Maar ook vind je ze in lariksen en ‘donkere’ naaldboomsoorten zoals fijnspar en douglas .
De bolronde nesten ter grootte van een voetbal zijn meestal goed te onderscheiden van vogelnesten doordat er veel blad of mos in is verwerkt.
Als je met een verrekijker zo’n ‘takkenbol’ bekijkt, zie je het blad of mos naar buiten steken.
Vergelijk dat maar eens met een nest van een ekster. 

 

Sporen op een spar

Als spoorzoeker was ik nieuwsgierig of er een eenvoudiger manier was om in grotere bosgebieden de aanwezigheid van eekhoorns vast te stellen.
Al vrij snel werd me duidelijk dat ze een sterke voorkeur hebben voor de kegels, of eigenlijk natuurlijk het zaad, van fijnsparren.
In die kegels zit relatief veel zaad, maar nog steeds is het een muizenhapje.
Ter vergelijking, één hazelnoot levert net zoveel energie op als het strippen van één sparrenkegel.
Maar het kraken van een hazelnoot heeft een eekhoorn in een paar seconden gedaan, met een sparrenkegel is hij een stuk langer bezig.
In het bos zijn echter nauwelijks hazelnoten te vinden.
Zodra een hazelaar in de schaduw komt te staan van andere bomen, produceert hij nauwelijks nog noten. 

 

Aan die afgekloven sparrenkegels kun je dus vrij goed zien of ergens eekhoorns zitten.
Ik durf inmiddels wel te beweren dat als je door een fijnsparbos loopt van minimaal een jaar of dertig, veertig oud (eerder worden er geen kegels geproduceerd) en je vindt geen vraatsporen van eekhoorns, dan zijn ze er niet (of nog niet).
In de afgelopen jaren liep het percentage fijnsparvakken waar ik wél vraatsporen vond steeds verder op, tot bijna 100% in de afgelopen winter.
Dat zou een teken kunnen zijn dat de eekhoornpopulatie zich wat heeft hersteld. 

 

Grote sterfte

Het is nu weer even afwachten hoe de eekhoorn gaat reageren op de grote sterfte onder de fijnspar.
Door de droge zomers is de vochtminnende fijnspar aardig verzwakt en heeft de letterzetter, een klein bastkevertje, toegeslagen.
Hele fijnsparbossen sterven tegelijk af en de nieuwe generatie bomen die daar vaak onder staat, draagt dan nog lang geen kegels.
Ik ben dus benieuwd of eekhoorns overschakelen op andere naaldboomkegels zoals die van douglas of grove den. 

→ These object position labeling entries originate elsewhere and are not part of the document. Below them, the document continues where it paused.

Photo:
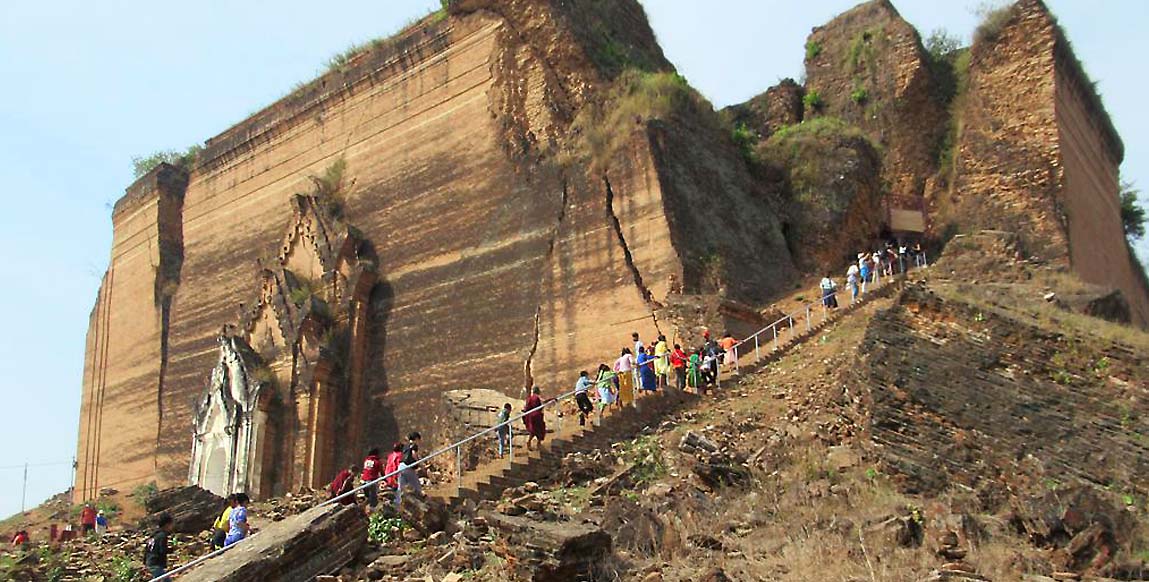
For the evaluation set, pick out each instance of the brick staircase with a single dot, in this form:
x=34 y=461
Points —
x=491 y=479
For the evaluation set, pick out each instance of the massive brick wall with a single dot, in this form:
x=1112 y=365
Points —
x=871 y=48
x=1090 y=154
x=120 y=405
x=496 y=266
x=1048 y=169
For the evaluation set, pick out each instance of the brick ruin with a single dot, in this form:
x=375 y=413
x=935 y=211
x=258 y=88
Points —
x=1057 y=181
x=869 y=68
x=207 y=356
x=260 y=324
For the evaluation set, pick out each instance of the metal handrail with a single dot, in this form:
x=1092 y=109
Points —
x=789 y=318
x=457 y=445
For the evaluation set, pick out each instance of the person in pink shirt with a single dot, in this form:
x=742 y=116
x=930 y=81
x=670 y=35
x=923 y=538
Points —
x=392 y=467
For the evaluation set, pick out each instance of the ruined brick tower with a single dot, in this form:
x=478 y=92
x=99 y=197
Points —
x=439 y=212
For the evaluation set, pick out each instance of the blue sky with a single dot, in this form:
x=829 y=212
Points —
x=89 y=85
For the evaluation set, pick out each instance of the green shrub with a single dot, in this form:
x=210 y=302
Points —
x=634 y=98
x=994 y=20
x=184 y=160
x=382 y=529
x=812 y=49
x=1133 y=216
x=745 y=138
x=144 y=493
x=646 y=454
x=812 y=101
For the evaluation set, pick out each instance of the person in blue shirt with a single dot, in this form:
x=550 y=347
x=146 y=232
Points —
x=237 y=524
x=581 y=387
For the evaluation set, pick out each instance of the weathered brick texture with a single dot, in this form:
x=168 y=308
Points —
x=1038 y=154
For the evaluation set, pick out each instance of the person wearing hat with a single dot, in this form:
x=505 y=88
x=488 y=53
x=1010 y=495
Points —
x=854 y=280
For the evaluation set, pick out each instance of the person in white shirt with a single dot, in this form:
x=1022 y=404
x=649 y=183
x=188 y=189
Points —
x=624 y=366
x=829 y=292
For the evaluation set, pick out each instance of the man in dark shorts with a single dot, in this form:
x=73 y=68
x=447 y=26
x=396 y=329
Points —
x=408 y=475
x=155 y=552
x=86 y=519
x=581 y=387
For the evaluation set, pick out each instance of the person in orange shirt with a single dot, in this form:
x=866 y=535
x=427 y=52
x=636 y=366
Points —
x=727 y=343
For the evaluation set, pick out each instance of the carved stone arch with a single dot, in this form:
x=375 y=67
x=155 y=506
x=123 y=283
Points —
x=302 y=344
x=226 y=427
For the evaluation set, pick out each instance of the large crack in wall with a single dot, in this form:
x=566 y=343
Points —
x=529 y=364
x=627 y=256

Daarnaast zal ik moeten uitkijken naar andere, meer subtiele sporen van eekhoorns die hun aanwezigheid verraden.
En op een daarvan viel dus mijn oog toen ik merels aan het volgen was.
Aan een dood berkje hingen tientallen stukjes losse schors.
Het bastlaagje dat net onder die schors zit, strippen eekhoorns graag om hun nest mee te bekleden. 

 

Grote bonte specht

Als je mazzel hebt en je ontdekt zo’n boomstrippende eekhoorn zie je ze met bekken vol naar hun nest vertrekken (die dan ook vrij makkelijk op te sporen is).
Maar toen ik de boom van dichtbij bekeek, zag ik ook piksporen van grote bonte spechten.
Zij zoeken onder die schors naar insecten. Ook mooie beesten trouwens die grote bonte spechten, maar daarover de volgende keer meer. 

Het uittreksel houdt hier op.